Sempiternel débat : jusqu'ou doit-on pousser le pragmatisme de la realpolitik en matière de politique étrangère ?
Y-a t-il du cynisme à recevoir Kadhafi ? Y-a t-il un scandale à troquer des valeurs contre des contrats ? La bien-pensance dit que c'est mal. Le marché dit que les autres pays font preuve d'un zèle commercial qui occulte complètement les faits et gestes du dictateur.
Pour justifier cette visite, le gouvernement souligne que le chef de l'Etat Libyen a changé. Qu'il vaut mieux discuter avec un régime aussi peu démocratique soit-il qu'avec des leaders terroristes qui se cachent dans des montagnes et font assassiner des innocents. Admettons. Mais alors il faudrait que ces régimes condamnent les actes terroristes de Ben Laden ou des Etats voyous. C'est tout le contraire, Kadhafi vient de justifier à Lisbonne le recours au terrorisme par des "Etats faibles", sous prétexte qu'ils sont exploités par l'Occident.
Rien que cette déclaration aurait du suffire à exclure le chef d'état libyen de la communauté des Nations. Mais non, les pays occidentaux et notre chef de la diplomatie (le président) supportent toutes les outrances. Notre exécutif ne voit aucun mal à recevoir ce dangereux récidiviste. Autre provocation : j'ai lu quelque part que Kadhafi aurait demandé à rencontrer 200 femmes durant ce voyage. Pourquoi ? Nul ne le sait.
Je crains que Sarkozy ne soit finalement qu'un piètre négociateur dans cette circonstance, hormis pour lui même. Il a tiré un bénéfice personnel immense avec le rapatriement des infirmières bulgares. On sait que la démocratie a un prix. Mais le narcissisme du président est tel qu'il n'a cure du prix à payer par le pays. Avec l'excuse de ces contrats juteux et des objectifs humanitaires, il démontre que l'éthique et la vie ont un prix. Peu glorieux tout ça, mais c'est toujours le dilemme : faut-il payer ou non une rançon ? La réponse n'est pas simple. La froideur des calculs des diplomates et des hommes d'affaires tient dans une équation : les avantages de la libération des infirmières transaction sont-ils supérieurs au prix à payer ? A priori pour Sarkozy, la réponse est oui, à l'aune d'une étrange conception de la balance de la justice.

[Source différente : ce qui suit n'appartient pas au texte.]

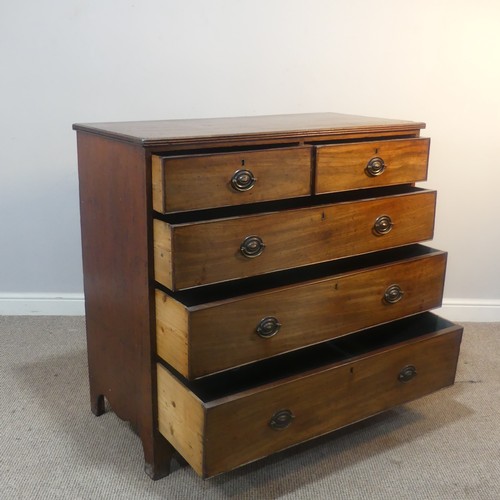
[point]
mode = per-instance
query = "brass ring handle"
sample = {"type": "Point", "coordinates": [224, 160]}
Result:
{"type": "Point", "coordinates": [382, 225]}
{"type": "Point", "coordinates": [252, 247]}
{"type": "Point", "coordinates": [393, 294]}
{"type": "Point", "coordinates": [243, 180]}
{"type": "Point", "coordinates": [375, 167]}
{"type": "Point", "coordinates": [268, 327]}
{"type": "Point", "coordinates": [407, 373]}
{"type": "Point", "coordinates": [281, 420]}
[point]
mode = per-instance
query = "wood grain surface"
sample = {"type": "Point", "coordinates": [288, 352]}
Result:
{"type": "Point", "coordinates": [195, 182]}
{"type": "Point", "coordinates": [223, 334]}
{"type": "Point", "coordinates": [342, 167]}
{"type": "Point", "coordinates": [321, 401]}
{"type": "Point", "coordinates": [209, 251]}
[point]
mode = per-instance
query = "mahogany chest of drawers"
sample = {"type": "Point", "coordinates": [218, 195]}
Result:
{"type": "Point", "coordinates": [252, 283]}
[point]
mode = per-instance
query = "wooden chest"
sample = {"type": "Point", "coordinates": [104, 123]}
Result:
{"type": "Point", "coordinates": [252, 283]}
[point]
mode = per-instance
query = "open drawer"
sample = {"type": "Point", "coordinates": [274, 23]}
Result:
{"type": "Point", "coordinates": [229, 419]}
{"type": "Point", "coordinates": [205, 330]}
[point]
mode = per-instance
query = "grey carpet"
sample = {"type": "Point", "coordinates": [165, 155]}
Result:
{"type": "Point", "coordinates": [444, 446]}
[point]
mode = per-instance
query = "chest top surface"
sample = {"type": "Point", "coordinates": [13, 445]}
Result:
{"type": "Point", "coordinates": [241, 129]}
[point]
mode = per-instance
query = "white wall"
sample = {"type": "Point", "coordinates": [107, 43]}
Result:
{"type": "Point", "coordinates": [66, 61]}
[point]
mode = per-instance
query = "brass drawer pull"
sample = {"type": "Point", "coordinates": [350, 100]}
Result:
{"type": "Point", "coordinates": [281, 420]}
{"type": "Point", "coordinates": [243, 180]}
{"type": "Point", "coordinates": [268, 327]}
{"type": "Point", "coordinates": [383, 225]}
{"type": "Point", "coordinates": [252, 247]}
{"type": "Point", "coordinates": [407, 373]}
{"type": "Point", "coordinates": [393, 294]}
{"type": "Point", "coordinates": [375, 167]}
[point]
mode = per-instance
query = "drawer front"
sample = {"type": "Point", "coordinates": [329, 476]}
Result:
{"type": "Point", "coordinates": [278, 415]}
{"type": "Point", "coordinates": [342, 167]}
{"type": "Point", "coordinates": [206, 181]}
{"type": "Point", "coordinates": [237, 331]}
{"type": "Point", "coordinates": [200, 253]}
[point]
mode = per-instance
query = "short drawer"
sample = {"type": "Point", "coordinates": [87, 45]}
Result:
{"type": "Point", "coordinates": [202, 332]}
{"type": "Point", "coordinates": [227, 420]}
{"type": "Point", "coordinates": [202, 181]}
{"type": "Point", "coordinates": [189, 254]}
{"type": "Point", "coordinates": [342, 167]}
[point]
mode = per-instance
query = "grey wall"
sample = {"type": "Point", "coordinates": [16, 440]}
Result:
{"type": "Point", "coordinates": [66, 61]}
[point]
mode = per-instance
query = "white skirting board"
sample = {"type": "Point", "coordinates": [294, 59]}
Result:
{"type": "Point", "coordinates": [72, 304]}
{"type": "Point", "coordinates": [42, 304]}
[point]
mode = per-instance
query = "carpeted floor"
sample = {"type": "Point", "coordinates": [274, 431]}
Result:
{"type": "Point", "coordinates": [444, 446]}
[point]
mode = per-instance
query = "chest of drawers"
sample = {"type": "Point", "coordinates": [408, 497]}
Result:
{"type": "Point", "coordinates": [252, 283]}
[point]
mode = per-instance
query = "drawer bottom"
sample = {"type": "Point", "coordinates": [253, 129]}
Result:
{"type": "Point", "coordinates": [229, 419]}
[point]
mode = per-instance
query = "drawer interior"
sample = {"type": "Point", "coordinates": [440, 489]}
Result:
{"type": "Point", "coordinates": [254, 284]}
{"type": "Point", "coordinates": [337, 351]}
{"type": "Point", "coordinates": [291, 204]}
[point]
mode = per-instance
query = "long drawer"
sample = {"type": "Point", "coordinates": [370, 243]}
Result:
{"type": "Point", "coordinates": [224, 421]}
{"type": "Point", "coordinates": [189, 254]}
{"type": "Point", "coordinates": [341, 167]}
{"type": "Point", "coordinates": [202, 332]}
{"type": "Point", "coordinates": [200, 181]}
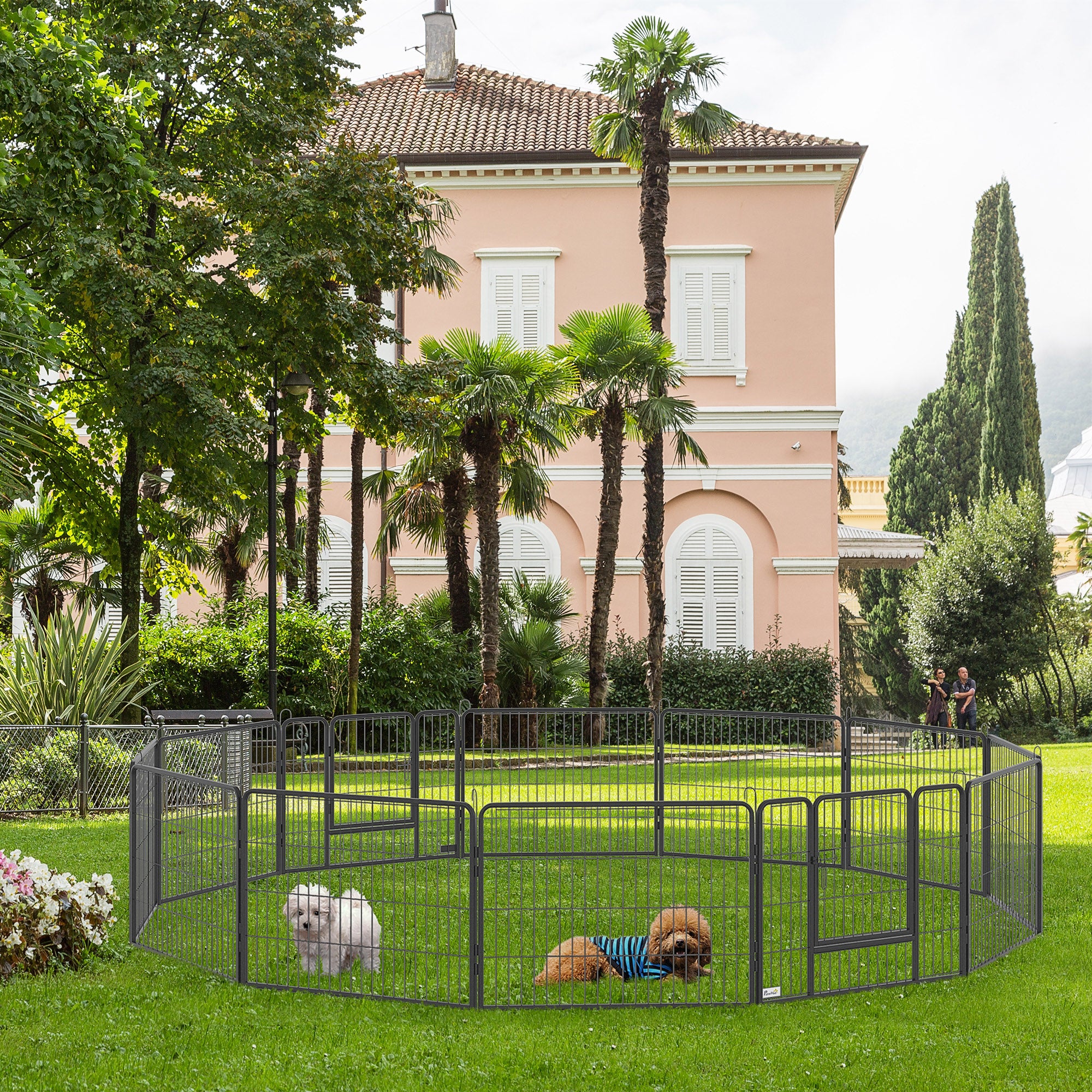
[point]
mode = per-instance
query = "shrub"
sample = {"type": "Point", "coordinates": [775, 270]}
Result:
{"type": "Point", "coordinates": [72, 669]}
{"type": "Point", "coordinates": [791, 680]}
{"type": "Point", "coordinates": [192, 667]}
{"type": "Point", "coordinates": [48, 919]}
{"type": "Point", "coordinates": [407, 663]}
{"type": "Point", "coordinates": [50, 770]}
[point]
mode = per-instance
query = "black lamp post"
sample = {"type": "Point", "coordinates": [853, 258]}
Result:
{"type": "Point", "coordinates": [296, 384]}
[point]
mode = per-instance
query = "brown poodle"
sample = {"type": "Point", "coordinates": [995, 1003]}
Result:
{"type": "Point", "coordinates": [679, 945]}
{"type": "Point", "coordinates": [680, 939]}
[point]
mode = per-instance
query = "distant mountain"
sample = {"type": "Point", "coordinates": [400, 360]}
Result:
{"type": "Point", "coordinates": [1065, 401]}
{"type": "Point", "coordinates": [872, 424]}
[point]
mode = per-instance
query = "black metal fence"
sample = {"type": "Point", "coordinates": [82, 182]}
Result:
{"type": "Point", "coordinates": [498, 859]}
{"type": "Point", "coordinates": [85, 768]}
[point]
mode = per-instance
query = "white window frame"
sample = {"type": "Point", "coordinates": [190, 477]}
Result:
{"type": "Point", "coordinates": [713, 262]}
{"type": "Point", "coordinates": [746, 631]}
{"type": "Point", "coordinates": [388, 351]}
{"type": "Point", "coordinates": [345, 529]}
{"type": "Point", "coordinates": [540, 530]}
{"type": "Point", "coordinates": [517, 262]}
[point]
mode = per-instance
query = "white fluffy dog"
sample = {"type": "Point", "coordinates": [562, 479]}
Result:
{"type": "Point", "coordinates": [333, 932]}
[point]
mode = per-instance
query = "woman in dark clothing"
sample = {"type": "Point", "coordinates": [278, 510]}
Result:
{"type": "Point", "coordinates": [936, 714]}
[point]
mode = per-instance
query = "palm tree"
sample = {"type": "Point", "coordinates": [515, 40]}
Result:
{"type": "Point", "coordinates": [509, 402]}
{"type": "Point", "coordinates": [41, 563]}
{"type": "Point", "coordinates": [623, 366]}
{"type": "Point", "coordinates": [656, 75]}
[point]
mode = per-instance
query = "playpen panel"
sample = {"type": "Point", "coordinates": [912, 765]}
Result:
{"type": "Point", "coordinates": [555, 872]}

Tout cela aurait du sens si la France n'affichait pas un certain cynisme en vendant des armes à un tyran d'opérette qui pourra très bien les retourner un jour contre nous. Tout le monde prend ce genre de risque pour de l'argent ? Oui et alors ? Est ce une raison pour vendre n'importe quoi à n'importe qui ?
Et Kadhafi à Paris, c'est vraiment n'importe quoi.